The objective of this project was to determine bad vs. good credit rating
with different ML models.
This project was part of the "Hands on Machine Learning" course at Catholic University Eichstätt-Ingolstadt. The objective was to determine bad vs. good credit rating
. As the data set stated:
It is worse to class a customer as good (0) when they are bad (1), than it is to class a customer as bad when they are good (1). (FP worse than FN!!) It was important for us to classify the bad credit ratings accuratly.
Our objectives
with this project were:
- Create a model that predicts the target value if a new sample has a 'good' or 'bad' credit rating.
- Most important features for credit rating? Reliability.
- Can forward/backward selection improve the performance of the model?
- How well are regression models performing with the categorical data (1hotEncoding)?

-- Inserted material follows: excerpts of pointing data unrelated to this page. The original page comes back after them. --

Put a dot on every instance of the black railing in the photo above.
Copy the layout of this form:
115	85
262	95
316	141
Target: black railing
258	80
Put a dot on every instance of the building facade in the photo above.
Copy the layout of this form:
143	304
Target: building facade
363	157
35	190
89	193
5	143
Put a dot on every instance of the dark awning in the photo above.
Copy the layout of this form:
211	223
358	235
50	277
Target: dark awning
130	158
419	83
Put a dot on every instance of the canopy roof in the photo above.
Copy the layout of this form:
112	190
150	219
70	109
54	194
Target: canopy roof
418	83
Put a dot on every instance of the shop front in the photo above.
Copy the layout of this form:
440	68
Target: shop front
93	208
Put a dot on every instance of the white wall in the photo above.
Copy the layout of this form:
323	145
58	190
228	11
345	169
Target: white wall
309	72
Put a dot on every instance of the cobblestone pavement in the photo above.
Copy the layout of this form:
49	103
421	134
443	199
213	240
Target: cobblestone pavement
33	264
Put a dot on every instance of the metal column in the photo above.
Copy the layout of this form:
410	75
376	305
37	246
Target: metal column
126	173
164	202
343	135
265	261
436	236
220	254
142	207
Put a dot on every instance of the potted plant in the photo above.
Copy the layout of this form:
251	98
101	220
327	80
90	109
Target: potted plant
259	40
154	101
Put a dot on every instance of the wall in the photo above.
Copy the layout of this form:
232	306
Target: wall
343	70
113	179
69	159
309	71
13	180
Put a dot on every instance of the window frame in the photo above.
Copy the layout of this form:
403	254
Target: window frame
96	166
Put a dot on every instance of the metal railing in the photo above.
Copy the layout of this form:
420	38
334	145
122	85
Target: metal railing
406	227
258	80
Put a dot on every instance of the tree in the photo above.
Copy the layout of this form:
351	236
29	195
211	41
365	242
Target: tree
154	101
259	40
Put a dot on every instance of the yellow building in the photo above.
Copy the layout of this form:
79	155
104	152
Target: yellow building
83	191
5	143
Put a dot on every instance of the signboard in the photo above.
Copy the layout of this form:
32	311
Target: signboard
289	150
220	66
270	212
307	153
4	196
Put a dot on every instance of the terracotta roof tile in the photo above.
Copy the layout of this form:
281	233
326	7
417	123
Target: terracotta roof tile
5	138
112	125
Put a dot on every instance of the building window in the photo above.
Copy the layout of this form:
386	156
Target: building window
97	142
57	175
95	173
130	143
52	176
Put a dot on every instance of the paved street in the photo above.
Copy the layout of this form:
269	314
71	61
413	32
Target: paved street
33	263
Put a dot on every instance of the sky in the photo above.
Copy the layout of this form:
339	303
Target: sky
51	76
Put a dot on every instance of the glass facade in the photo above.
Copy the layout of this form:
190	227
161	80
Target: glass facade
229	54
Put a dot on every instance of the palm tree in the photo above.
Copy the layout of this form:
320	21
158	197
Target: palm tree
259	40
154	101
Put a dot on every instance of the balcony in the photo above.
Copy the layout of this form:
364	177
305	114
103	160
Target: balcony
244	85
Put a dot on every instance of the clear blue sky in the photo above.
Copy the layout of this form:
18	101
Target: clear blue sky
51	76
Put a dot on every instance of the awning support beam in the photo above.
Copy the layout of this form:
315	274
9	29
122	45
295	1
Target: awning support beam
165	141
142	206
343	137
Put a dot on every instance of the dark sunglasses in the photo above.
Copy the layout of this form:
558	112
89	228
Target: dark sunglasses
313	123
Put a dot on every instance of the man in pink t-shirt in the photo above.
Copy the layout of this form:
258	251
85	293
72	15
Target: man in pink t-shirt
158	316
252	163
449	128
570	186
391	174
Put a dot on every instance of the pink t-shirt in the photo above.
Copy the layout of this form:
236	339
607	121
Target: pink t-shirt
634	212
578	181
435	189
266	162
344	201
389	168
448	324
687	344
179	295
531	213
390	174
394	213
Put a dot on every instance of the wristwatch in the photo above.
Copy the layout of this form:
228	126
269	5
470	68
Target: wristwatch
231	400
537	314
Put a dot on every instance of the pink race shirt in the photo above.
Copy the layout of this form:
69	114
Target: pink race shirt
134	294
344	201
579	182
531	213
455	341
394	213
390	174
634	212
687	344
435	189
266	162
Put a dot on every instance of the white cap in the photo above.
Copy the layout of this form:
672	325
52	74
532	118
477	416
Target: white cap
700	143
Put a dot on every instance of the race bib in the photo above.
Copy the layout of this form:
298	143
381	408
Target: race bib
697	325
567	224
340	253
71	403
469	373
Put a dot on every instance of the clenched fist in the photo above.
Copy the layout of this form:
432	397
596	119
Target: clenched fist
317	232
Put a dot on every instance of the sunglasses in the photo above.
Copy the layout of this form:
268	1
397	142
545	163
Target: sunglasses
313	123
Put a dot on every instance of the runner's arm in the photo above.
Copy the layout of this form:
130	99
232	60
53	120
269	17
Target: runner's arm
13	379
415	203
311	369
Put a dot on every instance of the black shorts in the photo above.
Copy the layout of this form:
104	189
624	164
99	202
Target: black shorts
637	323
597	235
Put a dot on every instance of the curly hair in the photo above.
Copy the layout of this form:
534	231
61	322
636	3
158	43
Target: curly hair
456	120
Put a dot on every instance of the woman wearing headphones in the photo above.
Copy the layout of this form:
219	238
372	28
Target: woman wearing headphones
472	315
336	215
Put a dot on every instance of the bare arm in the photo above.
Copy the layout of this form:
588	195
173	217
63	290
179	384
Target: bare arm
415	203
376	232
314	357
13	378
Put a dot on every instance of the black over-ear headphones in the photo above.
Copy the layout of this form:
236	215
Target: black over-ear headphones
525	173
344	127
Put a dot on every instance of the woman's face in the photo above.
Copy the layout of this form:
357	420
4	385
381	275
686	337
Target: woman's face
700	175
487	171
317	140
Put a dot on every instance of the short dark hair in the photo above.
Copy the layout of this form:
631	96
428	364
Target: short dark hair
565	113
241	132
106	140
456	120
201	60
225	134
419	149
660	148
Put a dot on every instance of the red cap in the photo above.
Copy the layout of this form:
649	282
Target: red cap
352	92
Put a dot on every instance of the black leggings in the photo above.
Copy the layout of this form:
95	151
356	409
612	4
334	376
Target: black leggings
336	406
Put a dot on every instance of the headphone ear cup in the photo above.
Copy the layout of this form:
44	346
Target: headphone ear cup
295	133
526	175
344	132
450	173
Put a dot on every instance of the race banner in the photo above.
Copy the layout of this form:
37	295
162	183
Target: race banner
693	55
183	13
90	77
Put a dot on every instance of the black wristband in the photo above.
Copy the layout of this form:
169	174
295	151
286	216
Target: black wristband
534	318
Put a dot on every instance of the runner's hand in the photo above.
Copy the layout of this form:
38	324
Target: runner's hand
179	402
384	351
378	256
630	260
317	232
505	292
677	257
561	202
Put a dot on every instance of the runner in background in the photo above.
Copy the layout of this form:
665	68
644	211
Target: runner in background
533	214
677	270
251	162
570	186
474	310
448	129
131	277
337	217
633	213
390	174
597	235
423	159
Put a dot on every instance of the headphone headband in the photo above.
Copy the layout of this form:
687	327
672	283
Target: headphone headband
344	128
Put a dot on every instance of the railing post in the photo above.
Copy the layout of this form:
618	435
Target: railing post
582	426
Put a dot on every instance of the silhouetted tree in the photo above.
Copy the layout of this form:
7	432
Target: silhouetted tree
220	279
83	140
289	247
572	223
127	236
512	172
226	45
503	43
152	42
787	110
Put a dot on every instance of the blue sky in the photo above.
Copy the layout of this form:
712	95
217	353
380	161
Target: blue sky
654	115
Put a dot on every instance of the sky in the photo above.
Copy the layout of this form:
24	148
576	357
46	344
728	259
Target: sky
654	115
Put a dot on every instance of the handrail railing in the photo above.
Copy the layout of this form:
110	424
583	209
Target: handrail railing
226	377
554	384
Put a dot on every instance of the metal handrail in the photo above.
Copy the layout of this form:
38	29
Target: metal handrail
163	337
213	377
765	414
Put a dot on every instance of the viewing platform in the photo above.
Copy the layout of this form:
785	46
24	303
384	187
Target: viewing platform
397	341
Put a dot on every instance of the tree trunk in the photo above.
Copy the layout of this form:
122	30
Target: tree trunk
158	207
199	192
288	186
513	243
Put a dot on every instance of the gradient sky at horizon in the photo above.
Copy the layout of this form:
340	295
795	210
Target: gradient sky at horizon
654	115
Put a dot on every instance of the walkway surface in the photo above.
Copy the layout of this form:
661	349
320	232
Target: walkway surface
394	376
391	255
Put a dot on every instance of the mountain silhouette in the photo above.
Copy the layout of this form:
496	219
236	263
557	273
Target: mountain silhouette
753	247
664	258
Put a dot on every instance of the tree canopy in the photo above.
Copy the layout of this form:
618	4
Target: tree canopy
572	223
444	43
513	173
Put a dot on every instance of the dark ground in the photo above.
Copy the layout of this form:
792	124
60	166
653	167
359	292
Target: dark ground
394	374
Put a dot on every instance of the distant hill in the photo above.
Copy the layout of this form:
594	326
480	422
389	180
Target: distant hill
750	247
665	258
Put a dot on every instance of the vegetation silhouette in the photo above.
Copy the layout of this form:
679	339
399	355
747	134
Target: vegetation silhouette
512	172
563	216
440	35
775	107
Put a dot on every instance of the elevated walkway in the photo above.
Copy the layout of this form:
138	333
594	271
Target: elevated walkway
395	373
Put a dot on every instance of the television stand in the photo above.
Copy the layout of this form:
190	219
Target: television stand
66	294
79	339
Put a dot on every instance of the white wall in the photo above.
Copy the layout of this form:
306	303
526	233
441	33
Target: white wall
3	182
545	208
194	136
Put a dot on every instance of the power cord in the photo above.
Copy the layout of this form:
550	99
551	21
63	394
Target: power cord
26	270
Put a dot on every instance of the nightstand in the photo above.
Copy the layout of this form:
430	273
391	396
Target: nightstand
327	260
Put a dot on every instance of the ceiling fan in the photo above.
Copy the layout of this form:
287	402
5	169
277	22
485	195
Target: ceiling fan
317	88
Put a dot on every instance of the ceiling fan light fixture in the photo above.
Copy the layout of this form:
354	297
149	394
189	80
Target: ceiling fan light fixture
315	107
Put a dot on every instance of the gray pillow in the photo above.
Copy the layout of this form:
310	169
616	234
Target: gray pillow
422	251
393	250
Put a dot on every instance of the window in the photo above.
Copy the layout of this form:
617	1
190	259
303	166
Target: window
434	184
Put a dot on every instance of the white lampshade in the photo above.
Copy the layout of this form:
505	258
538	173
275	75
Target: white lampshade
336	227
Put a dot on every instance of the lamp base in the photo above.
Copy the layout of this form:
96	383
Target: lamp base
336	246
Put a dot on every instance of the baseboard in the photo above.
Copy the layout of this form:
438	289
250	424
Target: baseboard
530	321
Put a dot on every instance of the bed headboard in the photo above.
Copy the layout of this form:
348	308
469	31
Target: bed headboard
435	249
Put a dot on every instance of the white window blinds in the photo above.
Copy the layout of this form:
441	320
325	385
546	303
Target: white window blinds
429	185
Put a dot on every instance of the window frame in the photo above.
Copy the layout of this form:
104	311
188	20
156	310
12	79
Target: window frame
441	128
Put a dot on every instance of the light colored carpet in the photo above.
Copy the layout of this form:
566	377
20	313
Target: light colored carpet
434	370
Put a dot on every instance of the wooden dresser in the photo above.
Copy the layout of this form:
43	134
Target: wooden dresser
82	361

We implemented the ML models with ColumnTransformers
and Pipelines
.
Contains data about people who applied for a loan (e.g.: credit history, purpose of the loan, employment status), and whether the bank deemed them to be a “good” or “bad” credit risk
- instances: 1,000
- features: 20
Data Source from UC Irvine Machine Learning Repository
Please install the environment.yml file as follows:
conda env create -n ENVIRONMENTNAME -f environment.yml
It is important to run all notebooks in following order (to access the variables saved in the Jupyter Notebook kernel):
- Data_Understanding.ipynb
- Data_Preparation.ipynb
- Modelling.ipynb